5. September 1939: Ich kann es nicht begreifen, daß nun dauernd
Menschen in Lebensgefahr gebracht werden von anderen Menschen.
Ich kann es nie begreifen und ich finde es entsetzlich. Sag
nicht, es ist für's Vaterland.
19. September 1939: Der Hoffnung, daß der Krieg bald beendet sein
könnte, geben wir uns nicht hin, obwohl man hier der kindlichen
Meinung ist, Deutschland würde England durch Blockade zum Ende
zwingen. Wir werden ja alles noch sehen.
9. April 1940: Manchmanl graut mir vor dem Krieg, und alle
Hoffnung auf eine bessere Zukunft will mir vergehen. Ich mag gar
nicht dran denken, aber es gibt ja bald nichts anderes mehr als
Politik, und solange sie so verworren ist und böse, ist es feige,
sich von ihr abzuwenden.
Ich glaube, ich wäre sehr viel froher, wenn ich nicht immer
unter dem Druck stünde, ich könnte mit viel besserem Gewissen
anderem nachgehen. So aber kommt alles andere erst in zweiter
Linie. [. . .}
16. Mai 1940: An Pfingsten jedoch war es ganz herrlich, und es
ist wunderbar, daß nichts die Natur aus ihrem Gange bringt. Wie
wir so im Grase lagen, über uns die so lichtgrünen Buchenzweige
vor dem mit weißen Spinnweben überzogenen Himmel, da konnte Krieg
und Sorge kaum mehr Platz finden neben dieser Schönheit. Am Bach
war die Wiese ganz rot durchdrungen von Lichtnelken, und es gab
herrlich große und saftige Dotterblumen. Aber auch sonst noch
hunderterlei Blüten und Kräuter wuchsen in Wiese und Wald.
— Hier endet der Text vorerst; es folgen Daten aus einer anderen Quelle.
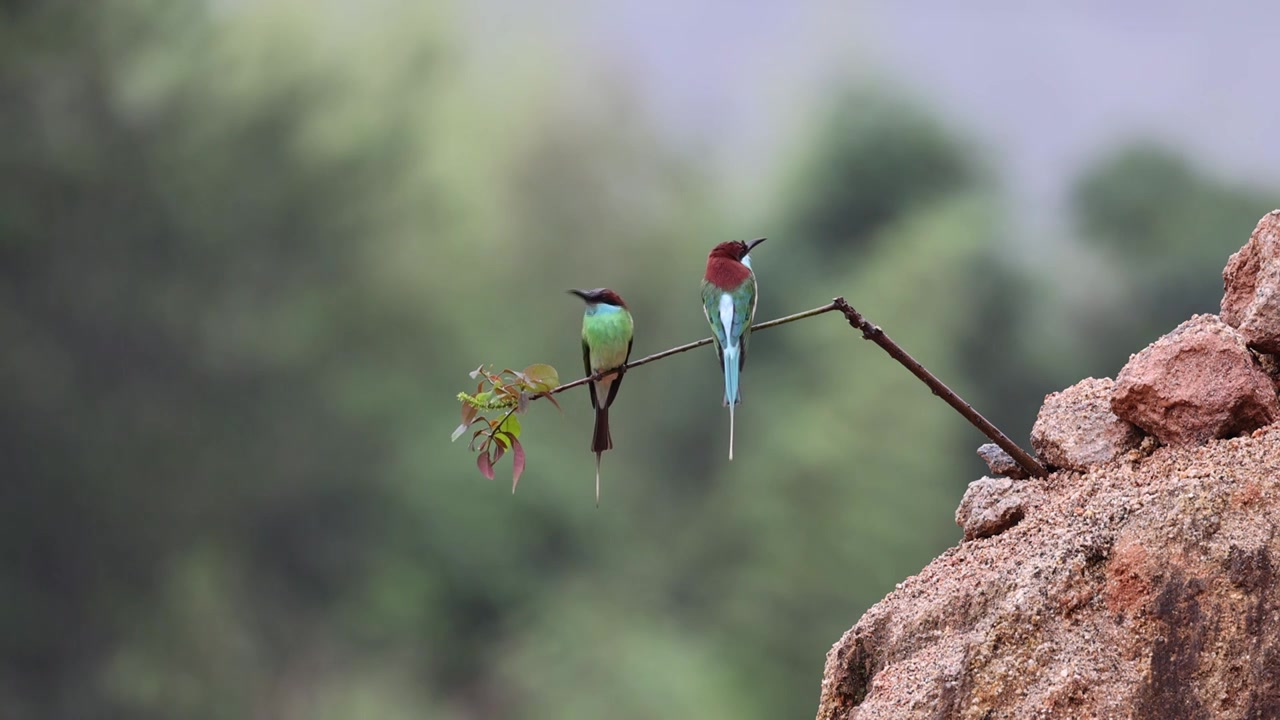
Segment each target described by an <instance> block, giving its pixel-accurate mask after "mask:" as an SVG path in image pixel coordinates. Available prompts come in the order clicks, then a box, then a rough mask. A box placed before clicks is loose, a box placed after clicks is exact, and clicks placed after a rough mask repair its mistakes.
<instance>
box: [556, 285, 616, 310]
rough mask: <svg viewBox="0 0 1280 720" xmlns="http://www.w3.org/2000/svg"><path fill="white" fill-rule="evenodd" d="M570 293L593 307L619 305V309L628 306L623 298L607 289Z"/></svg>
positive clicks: (580, 290) (615, 292) (573, 290)
mask: <svg viewBox="0 0 1280 720" xmlns="http://www.w3.org/2000/svg"><path fill="white" fill-rule="evenodd" d="M568 292H570V293H571V295H576V296H579V297H581V299H582V300H585V301H586V302H588V304H593V305H594V304H600V302H603V304H604V305H617V306H618V307H626V306H627V304H626V302H623V301H622V296H620V295H618V293H616V292H613V291H612V290H609V288H607V287H598V288H595V290H571V291H568Z"/></svg>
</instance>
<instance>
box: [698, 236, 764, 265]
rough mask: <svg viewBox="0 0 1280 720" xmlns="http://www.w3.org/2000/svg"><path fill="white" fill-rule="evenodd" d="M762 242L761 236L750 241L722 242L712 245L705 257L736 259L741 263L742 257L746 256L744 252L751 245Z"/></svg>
mask: <svg viewBox="0 0 1280 720" xmlns="http://www.w3.org/2000/svg"><path fill="white" fill-rule="evenodd" d="M762 242H764V238H763V237H760V238H756V240H753V241H750V242H742V241H741V240H732V241H730V242H722V243H719V245H717V246H716V247H712V251H710V252H709V254H708V255H707V258H708V259H712V258H726V259H728V260H737V261H740V263H741V261H742V258H746V254H748V252H750V251H751V249H753V247H755V246H756V245H759V243H762Z"/></svg>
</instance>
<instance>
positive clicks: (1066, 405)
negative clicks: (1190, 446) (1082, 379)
mask: <svg viewBox="0 0 1280 720" xmlns="http://www.w3.org/2000/svg"><path fill="white" fill-rule="evenodd" d="M1114 388H1115V382H1112V380H1111V379H1110V378H1103V379H1097V378H1088V379H1084V380H1080V382H1078V383H1075V384H1074V386H1071V387H1069V388H1066V389H1064V391H1061V392H1053V393H1050V395H1047V396H1046V397H1044V405H1042V406H1041V411H1039V415H1038V416H1037V418H1036V425H1033V427H1032V447H1034V448H1036V454H1037V455H1039V456H1041V460H1043V461H1044V462H1048V464H1050V465H1053V466H1057V468H1070V469H1073V470H1087V469H1089V468H1091V466H1093V465H1100V464H1102V462H1107V461H1111V460H1115V459H1116V457H1120V456H1121V455H1125V454H1126V452H1129V451H1130V450H1134V448H1137V447H1138V445H1139V443H1140V442H1142V432H1140V430H1138V428H1135V427H1134V425H1133V423H1129V421H1126V420H1121V419H1120V418H1116V415H1115V413H1112V411H1111V392H1112V389H1114Z"/></svg>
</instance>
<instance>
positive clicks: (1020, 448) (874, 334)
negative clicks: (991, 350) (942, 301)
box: [832, 297, 1048, 478]
mask: <svg viewBox="0 0 1280 720" xmlns="http://www.w3.org/2000/svg"><path fill="white" fill-rule="evenodd" d="M832 305H835V306H836V307H837V309H838V310H840V311H841V313H842V314H844V315H845V319H847V320H849V324H850V325H852V327H854V328H855V329H859V331H863V337H864V338H867V340H869V341H872V342H874V343H876V345H878V346H881V348H883V350H884V352H888V355H890V357H892V359H893V360H897V361H899V363H901V365H902V366H904V368H906V369H908V370H910V372H911V374H913V375H915V377H916V378H920V380H922V382H923V383H924V384H927V386H929V389H932V391H933V395H936V396H938V397H941V398H942V400H945V401H946V404H947V405H950V406H951V407H954V409H955V411H956V413H960V415H963V416H964V419H965V420H969V423H970V424H973V427H975V428H978V429H979V430H982V434H984V436H987V437H988V438H991V441H992V442H995V443H996V445H998V446H1000V447H1001V448H1002V450H1004V451H1005V452H1007V454H1009V455H1010V457H1012V459H1014V461H1015V462H1018V464H1019V465H1020V466H1021V468H1023V469H1024V470H1027V471H1028V473H1029V474H1030V475H1032V477H1036V478H1043V477H1044V475H1047V474H1048V471H1047V470H1046V469H1044V466H1043V465H1041V464H1039V461H1038V460H1036V459H1034V457H1032V456H1030V455H1029V454H1028V452H1027V451H1025V450H1023V448H1021V447H1018V443H1015V442H1014V441H1011V439H1009V436H1006V434H1005V433H1002V432H1000V428H997V427H996V425H992V424H991V421H989V420H987V419H986V418H983V416H982V414H980V413H978V411H977V410H974V409H973V406H972V405H969V404H968V402H965V401H964V400H963V398H961V397H960V396H959V395H956V393H955V391H952V389H951V388H948V387H947V386H946V384H945V383H943V382H942V380H940V379H938V378H937V377H936V375H934V374H933V373H931V372H929V370H927V369H925V368H924V365H920V364H919V363H916V360H915V359H914V357H911V356H910V355H908V352H906V351H905V350H902V347H901V346H899V345H897V343H896V342H893V341H892V340H890V337H888V336H887V334H884V331H882V329H879V327H877V325H873V324H870V323H868V322H867V318H863V315H861V314H860V313H859V311H858V310H854V309H852V307H851V306H850V305H849V302H845V299H844V297H837V299H836V300H833V301H832Z"/></svg>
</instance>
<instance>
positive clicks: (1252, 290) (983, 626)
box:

. . . Hast Du in Holland schon schöne Blumen gesehen, denn
es ist doch das Gartenland. Hoffentlich sind die Unschuldigen
nicht alle zerstört worden.
. . . Ich wünsche Dir sehr, daß Du diesen Krieg und diese
Zeit überstehst, ohne ihr Geschöpf zu werden. Wir haben alle
unsere Maßstäbe in uns selbst, nur werden sie zu wenig gesucht.
Vielleicht auch, weil es die härtesten Maßstäbe sind.
Brief an Fritz Hartnagel: (22.Juni 1940)
Ich glaube es zu gerne, daß Du mir, wenn wir auf
weltanschauliche, und davon schlecht zu trennen, politische
Gespräche kommen, nur aus Opposition widersprichst. Ich kenne
dies, man tut es sehr gerne. Aber ich habe nie aus Opposition
gesprochen, wie Du vielleicht auch heimlich glaubst, im
Gegenteil, ich nahm unbewußt immer noch etwas Rücksicht auf
Deinen Beruf, in dem Du gebunden bist, der es vielleicht auch
letzten Endes ausmacht, daß Du diese Dinge vorsichtiger wägst,
vielleicht auch Zugeständnisse machst, hierhin und dorthin.
Ich kann es mir nicht vorstellen, daß man etwa zusammen leben
kann, wenn man in solchen Fragen verschiedener Ansicht oder doch
zumindest verschiedenen Wirkens ist.
Der Mensch soll ja nicht, weil alle Dinge zwiespältig sind,
deshalb auch zwiespältig sein. Diese Meinung trifft man aber
immer und überall. Weil wir hineingestellt sind in diese
zwiespältige Welt, deshalb müssen wir ihr gehorchen. Und
seltsamerweise findet man diese ganz und gar unchristliche
Anschauung gerade bei den sogenannten Christen.
Wie könnte man da von einem Schicksal erwarten, daß es einer
gerechten Sache den Sieg gebe, da sich kaum einer findet, der
sich ungeteilt einer gerechten Sache opfert.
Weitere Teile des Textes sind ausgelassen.